Former World Bank chief economist Joseph E. Stiglitz has offered more thoughtful observations. In a recent article in Vanity Fair entitled Reversal of Fortune, Stiglitz lists the chief characteristics of the ideology of free-market capitalism as practiced in the US: "special interest pressure, populist politics, bad economics, and sheer incompetence," characteristics which he views in turn as the root causes of the current crisis.
Stiglitz hammers away at the anti-government ideology behind right-wing economic policy.
“[This] ideology proclaimed that markets were always good and government always bad.... [but] the fact is that key problems facing our society cannot be addressed without effective government."
In his criticism of neoliberalism, Stiglitz displays an independent streak and goes much further than most orthodox American economists dare.
Like their counterparts among the nation’s CEOs, most US economists have long abandoned any pretense of practicing objective science.
Instead, for the past three decades they have preferred to view the American economy through rose-colored glasses. Why shouldn’t they? When things go wrong, there is no price for their academic mistakes.
This is perhaps the most distinctive feature of today’s no-fault capitalism. On the one hand “robbing with a fountain pen” often goes unpunished; on the other, acting as academic cheerleaders for neoliberalism carriers no risk for today’s practitioners of the “dismal science.”
Among those who prophesy about the future of the American economy, there are always far more Pollyannas than Cassandras.

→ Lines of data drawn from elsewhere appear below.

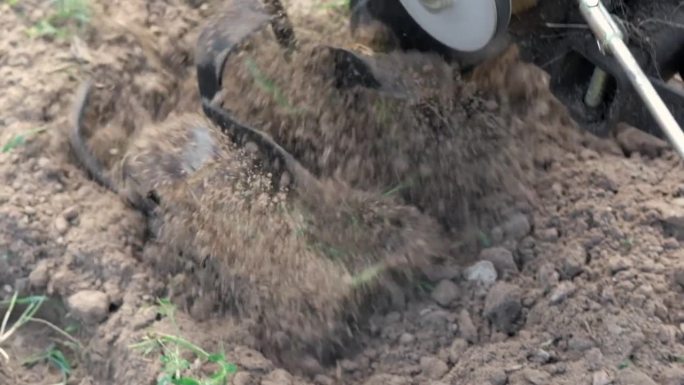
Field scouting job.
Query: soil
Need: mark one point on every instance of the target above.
(576, 277)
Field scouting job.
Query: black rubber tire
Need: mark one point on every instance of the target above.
(393, 14)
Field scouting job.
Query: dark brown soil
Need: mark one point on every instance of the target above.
(586, 246)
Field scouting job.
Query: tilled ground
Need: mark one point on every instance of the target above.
(583, 283)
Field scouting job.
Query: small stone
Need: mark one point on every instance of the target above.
(323, 380)
(541, 356)
(503, 307)
(71, 213)
(242, 378)
(574, 259)
(580, 344)
(436, 273)
(349, 365)
(61, 225)
(277, 377)
(482, 272)
(498, 377)
(251, 359)
(407, 339)
(43, 162)
(91, 306)
(564, 290)
(547, 276)
(671, 244)
(497, 235)
(618, 264)
(433, 367)
(634, 140)
(445, 293)
(679, 277)
(536, 377)
(467, 327)
(547, 235)
(387, 379)
(601, 378)
(631, 376)
(392, 318)
(40, 275)
(457, 348)
(673, 376)
(501, 258)
(517, 226)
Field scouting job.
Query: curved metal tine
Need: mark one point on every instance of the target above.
(277, 156)
(282, 27)
(220, 37)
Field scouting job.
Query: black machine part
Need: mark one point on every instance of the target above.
(555, 37)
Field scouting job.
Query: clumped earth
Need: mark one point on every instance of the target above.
(577, 277)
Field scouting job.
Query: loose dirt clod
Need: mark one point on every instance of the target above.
(426, 136)
(299, 260)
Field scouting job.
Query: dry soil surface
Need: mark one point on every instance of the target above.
(581, 283)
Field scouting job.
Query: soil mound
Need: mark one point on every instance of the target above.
(426, 134)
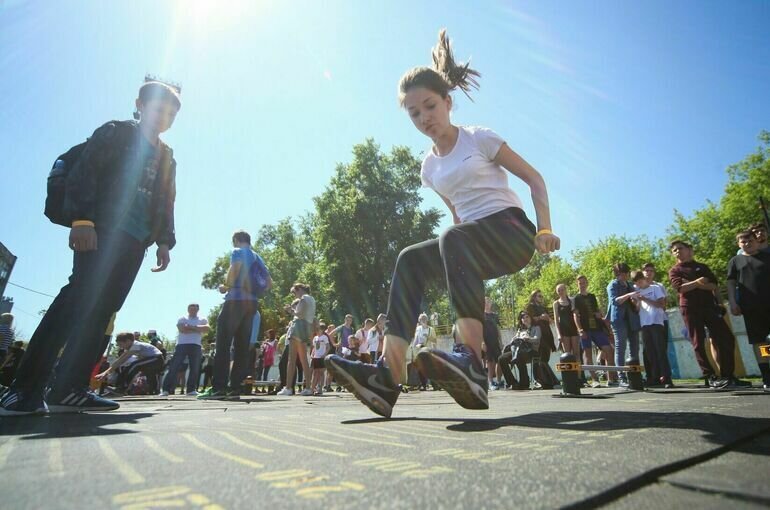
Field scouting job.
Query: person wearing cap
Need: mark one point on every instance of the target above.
(118, 201)
(695, 283)
(188, 348)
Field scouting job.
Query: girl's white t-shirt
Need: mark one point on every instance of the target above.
(468, 176)
(320, 346)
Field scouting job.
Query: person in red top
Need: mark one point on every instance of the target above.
(696, 284)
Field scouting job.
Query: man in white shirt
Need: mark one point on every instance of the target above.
(188, 347)
(374, 338)
(362, 336)
(652, 316)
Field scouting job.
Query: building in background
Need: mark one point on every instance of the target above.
(7, 261)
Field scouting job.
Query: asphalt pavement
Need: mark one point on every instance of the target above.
(613, 448)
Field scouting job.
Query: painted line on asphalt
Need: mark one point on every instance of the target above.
(5, 451)
(363, 439)
(55, 459)
(177, 496)
(154, 446)
(305, 436)
(224, 455)
(416, 434)
(128, 473)
(242, 443)
(301, 446)
(320, 492)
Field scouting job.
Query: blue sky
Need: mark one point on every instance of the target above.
(606, 98)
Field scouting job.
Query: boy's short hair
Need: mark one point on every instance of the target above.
(678, 241)
(158, 90)
(241, 236)
(621, 267)
(302, 286)
(124, 337)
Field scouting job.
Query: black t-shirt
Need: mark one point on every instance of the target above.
(686, 272)
(587, 306)
(752, 275)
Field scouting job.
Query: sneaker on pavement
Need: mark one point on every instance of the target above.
(737, 383)
(78, 401)
(19, 403)
(460, 373)
(371, 384)
(211, 394)
(718, 383)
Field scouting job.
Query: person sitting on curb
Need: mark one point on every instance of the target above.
(148, 360)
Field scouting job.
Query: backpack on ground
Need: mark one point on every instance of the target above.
(259, 277)
(57, 179)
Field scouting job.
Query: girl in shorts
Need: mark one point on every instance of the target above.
(468, 167)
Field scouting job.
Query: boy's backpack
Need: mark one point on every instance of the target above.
(54, 200)
(259, 277)
(57, 178)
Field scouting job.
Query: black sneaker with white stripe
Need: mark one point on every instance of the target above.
(460, 373)
(20, 403)
(81, 400)
(371, 384)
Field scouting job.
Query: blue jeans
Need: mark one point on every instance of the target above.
(623, 336)
(193, 353)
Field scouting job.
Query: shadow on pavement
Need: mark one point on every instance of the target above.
(68, 425)
(719, 429)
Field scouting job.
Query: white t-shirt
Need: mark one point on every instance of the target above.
(421, 334)
(363, 345)
(190, 338)
(320, 346)
(649, 314)
(468, 176)
(143, 350)
(373, 340)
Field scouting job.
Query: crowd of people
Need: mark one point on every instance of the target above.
(116, 193)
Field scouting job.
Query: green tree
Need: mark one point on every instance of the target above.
(712, 229)
(367, 214)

Joseph Stiglitz is different. Having seen at close hand the damage wrought by the IMF and its neoliberal policies, especially among the world’s poorer nations, Stiglitz listened to his conscience and resigned his position as chief IMF economist in 1999.
Since then he has criticized the neoliberal dogma of free-trade, an ideology which has served as a convenient fig leaf to conceal the multitude of crimes perpetrated by unregulated corporate greed operating on a global scale. More...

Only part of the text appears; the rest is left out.